NUREMBERG L'attaquant du Brésil Adriano a confirmé qu'il était un empereur en début de règne, en terrassant presque à lui tout seul l'Allemagne (3-2) en demi-finale de la Coupe des Confédérations, samedi, à Nuremberg.

Auteur d'un doublé et à l'origine du penalty transformé par Ronaldinho, le joueur de l'Inter Milan, âgé de 23 ans seulement, a une nouvelle fois montré qu'il répondait présent lors des grands événements.

«C'est un buteur-né, un joueur décisif», dit de lui le sélectionneur brésilien Carlos Alberto Parreira.

Les supporters de l'Inter se souviennent encore de son triplé contre Porto en huitième de finale retour de la Ligue des Champions (3-1) ou de son doublé face à l'AS Roma en finale aller de la Coupe d'Italie, seul trophée enlevé cette année par les Nerazzuri.

Et les Brésiliens ne sont pas près d'oublier son but dans le temps additionnel qui permit à la Seleçao d'égaliser face à l'Argentine en finale de la Copa America 2004, avant de s'imposer aux tirs au but (2-2, 4-2).

Meilleur joueur et meilleur buteur (sept buts en huit matches) du tournoi, il gagna alors définitivement ses galons de titulaire en sélection.

129,7 km/h

Et également son surnom, en référence à Hadrien, empereur romain de 117 à 138 après Jésus-Christ, qui construisit le mur éponyme en Angleterre pour repousser les invasions des Pictes.

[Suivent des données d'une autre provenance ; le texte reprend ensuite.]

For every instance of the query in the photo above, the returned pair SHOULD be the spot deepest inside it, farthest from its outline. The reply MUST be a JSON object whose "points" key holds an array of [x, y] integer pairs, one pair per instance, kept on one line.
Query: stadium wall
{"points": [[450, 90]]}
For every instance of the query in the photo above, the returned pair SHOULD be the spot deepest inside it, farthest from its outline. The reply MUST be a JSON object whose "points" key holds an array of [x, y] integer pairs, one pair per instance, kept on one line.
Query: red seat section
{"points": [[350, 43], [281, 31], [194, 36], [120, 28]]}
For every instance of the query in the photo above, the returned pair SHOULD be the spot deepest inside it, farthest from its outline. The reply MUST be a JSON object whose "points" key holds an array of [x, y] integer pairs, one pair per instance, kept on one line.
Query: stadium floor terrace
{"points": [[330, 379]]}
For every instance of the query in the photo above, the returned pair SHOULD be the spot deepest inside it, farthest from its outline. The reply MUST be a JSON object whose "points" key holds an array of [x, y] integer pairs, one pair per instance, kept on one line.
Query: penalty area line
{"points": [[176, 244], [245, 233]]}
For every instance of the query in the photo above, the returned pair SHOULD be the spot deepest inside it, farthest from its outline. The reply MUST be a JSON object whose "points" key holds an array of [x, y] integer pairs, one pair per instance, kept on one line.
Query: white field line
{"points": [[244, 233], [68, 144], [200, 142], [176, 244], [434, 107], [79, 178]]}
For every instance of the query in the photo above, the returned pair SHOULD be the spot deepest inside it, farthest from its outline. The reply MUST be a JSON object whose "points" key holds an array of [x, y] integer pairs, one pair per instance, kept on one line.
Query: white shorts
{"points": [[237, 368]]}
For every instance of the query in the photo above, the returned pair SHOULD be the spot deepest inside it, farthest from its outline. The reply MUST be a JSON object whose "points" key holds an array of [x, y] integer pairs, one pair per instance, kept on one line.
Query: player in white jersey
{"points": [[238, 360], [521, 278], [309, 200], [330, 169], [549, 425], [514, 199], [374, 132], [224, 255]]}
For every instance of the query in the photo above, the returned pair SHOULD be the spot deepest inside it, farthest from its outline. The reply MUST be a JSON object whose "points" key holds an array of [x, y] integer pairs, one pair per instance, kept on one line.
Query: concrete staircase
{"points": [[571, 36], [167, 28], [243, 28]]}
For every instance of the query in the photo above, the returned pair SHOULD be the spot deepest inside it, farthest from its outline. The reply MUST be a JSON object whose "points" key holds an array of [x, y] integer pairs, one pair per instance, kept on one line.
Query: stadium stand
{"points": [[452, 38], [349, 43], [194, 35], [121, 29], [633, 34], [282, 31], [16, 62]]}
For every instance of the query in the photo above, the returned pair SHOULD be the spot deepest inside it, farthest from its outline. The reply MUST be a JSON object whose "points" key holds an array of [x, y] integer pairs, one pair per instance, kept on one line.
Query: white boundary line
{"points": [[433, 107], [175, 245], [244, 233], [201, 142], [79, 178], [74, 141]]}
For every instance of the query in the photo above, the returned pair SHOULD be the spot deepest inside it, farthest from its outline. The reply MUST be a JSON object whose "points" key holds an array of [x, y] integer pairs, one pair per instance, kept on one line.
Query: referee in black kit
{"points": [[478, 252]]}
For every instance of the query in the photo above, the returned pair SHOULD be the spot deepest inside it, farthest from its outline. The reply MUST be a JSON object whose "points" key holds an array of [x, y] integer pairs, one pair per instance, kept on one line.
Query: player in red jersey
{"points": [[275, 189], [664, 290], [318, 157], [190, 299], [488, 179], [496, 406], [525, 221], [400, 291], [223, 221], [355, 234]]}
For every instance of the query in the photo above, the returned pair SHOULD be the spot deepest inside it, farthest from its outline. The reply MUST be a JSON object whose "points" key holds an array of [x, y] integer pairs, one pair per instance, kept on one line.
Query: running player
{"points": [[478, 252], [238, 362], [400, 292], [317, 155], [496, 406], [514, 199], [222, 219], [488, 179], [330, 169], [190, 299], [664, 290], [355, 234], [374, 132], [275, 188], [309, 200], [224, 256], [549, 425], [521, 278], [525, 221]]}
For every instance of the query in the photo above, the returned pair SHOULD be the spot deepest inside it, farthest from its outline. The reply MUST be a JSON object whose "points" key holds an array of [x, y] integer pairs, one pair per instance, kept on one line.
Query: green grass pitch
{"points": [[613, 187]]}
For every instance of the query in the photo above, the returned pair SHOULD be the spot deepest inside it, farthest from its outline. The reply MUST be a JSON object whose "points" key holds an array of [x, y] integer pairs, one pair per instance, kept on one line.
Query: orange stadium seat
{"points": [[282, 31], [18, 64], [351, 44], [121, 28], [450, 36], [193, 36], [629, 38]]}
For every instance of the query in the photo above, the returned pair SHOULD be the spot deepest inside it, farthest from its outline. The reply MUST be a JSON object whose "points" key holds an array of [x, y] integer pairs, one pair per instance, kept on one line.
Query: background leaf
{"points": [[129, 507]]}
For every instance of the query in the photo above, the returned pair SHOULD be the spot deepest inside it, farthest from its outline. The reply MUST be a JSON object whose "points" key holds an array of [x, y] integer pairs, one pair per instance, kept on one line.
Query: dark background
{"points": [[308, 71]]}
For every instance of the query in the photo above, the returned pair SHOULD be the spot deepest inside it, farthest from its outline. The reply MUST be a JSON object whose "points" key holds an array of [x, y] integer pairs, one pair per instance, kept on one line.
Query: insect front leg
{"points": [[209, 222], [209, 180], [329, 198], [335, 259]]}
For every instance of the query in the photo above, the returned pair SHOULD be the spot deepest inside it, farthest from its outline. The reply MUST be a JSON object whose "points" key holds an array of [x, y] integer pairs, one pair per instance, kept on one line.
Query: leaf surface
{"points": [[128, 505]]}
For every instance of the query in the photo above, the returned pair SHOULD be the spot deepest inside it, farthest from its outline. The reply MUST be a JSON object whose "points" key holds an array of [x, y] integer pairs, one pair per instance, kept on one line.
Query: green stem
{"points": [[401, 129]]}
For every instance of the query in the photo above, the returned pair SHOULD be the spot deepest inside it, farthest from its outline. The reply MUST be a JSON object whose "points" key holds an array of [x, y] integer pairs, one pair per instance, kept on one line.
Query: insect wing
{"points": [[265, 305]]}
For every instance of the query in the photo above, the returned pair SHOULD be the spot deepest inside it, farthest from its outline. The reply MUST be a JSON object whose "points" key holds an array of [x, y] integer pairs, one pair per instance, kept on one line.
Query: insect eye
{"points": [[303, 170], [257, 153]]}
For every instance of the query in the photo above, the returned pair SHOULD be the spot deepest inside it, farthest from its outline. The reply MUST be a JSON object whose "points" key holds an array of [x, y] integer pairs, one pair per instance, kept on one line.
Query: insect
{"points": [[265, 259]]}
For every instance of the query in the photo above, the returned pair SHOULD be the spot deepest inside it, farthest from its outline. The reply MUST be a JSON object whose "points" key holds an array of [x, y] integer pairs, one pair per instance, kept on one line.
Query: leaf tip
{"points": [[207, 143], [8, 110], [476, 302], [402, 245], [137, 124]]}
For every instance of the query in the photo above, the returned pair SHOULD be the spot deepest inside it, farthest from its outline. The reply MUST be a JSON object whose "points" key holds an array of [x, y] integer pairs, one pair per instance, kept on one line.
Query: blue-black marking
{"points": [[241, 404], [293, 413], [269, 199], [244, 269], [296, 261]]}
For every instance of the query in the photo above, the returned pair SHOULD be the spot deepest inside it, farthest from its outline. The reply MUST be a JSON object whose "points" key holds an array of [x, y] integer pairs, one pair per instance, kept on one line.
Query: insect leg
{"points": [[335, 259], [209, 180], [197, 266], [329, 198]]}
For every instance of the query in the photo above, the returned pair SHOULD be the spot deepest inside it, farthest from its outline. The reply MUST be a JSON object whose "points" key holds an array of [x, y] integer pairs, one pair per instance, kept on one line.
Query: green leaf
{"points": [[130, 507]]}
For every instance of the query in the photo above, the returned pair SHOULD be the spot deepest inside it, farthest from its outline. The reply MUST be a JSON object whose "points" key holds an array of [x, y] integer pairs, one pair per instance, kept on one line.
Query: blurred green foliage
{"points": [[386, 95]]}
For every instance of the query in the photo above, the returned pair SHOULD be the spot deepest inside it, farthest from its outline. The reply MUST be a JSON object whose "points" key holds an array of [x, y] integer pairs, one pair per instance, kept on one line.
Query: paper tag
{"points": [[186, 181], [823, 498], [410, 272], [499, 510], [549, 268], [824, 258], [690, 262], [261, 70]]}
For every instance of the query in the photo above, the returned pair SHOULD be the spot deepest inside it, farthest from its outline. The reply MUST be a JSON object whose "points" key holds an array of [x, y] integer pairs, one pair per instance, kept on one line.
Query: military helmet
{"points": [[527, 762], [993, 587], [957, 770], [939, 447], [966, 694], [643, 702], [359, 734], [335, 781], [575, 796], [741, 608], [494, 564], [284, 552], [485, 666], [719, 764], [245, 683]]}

A l'inverse de son illustre homonyme, Adriano ne bâtit pas des murs, ils les contourne ou les transperce, comme sur son premier but contre l'Allemagne, où le pauvre Deisler détourna le coup franc du Brésilien au grand dam de Lehmann, complètement pris au dépourvu.

La frappe de balle de cet avant- centre surpuissant (1,89 m, 87 kg) a un jour été chronométrée à 129,7 km/h et sa détente sèche (45 cm) est comparable à celle d'un basketteur ou d'un volleyeur.

Des arguments susceptibles d'attiser les convoitises. Début juin, la presse brésilienne a affirmé que Chelsea avait fait une offre de 100 millions d'euros pour l'engager, mais Adriano assure vouloir rester à l'Inter, où il est arrivé à l'été 2001, en provenance de la favela (bidonville) Vila Cruzeiro où il a grandi dans le nord de Rio.

«J'ai toujours voulu jouer à l'Inter, ce club est ma maison et le sera encore longtemps», a-t-il déclaré mi- juin à La Gazzetta dello Sport.

Adriano vient seulement d'y terminer sa première saison complète après des prêts à la Fiorentina et à Parme et il rêve d'apporter à l'Inter un scudetto, titre de champion d'Italie, qui le fuit depuis 1989.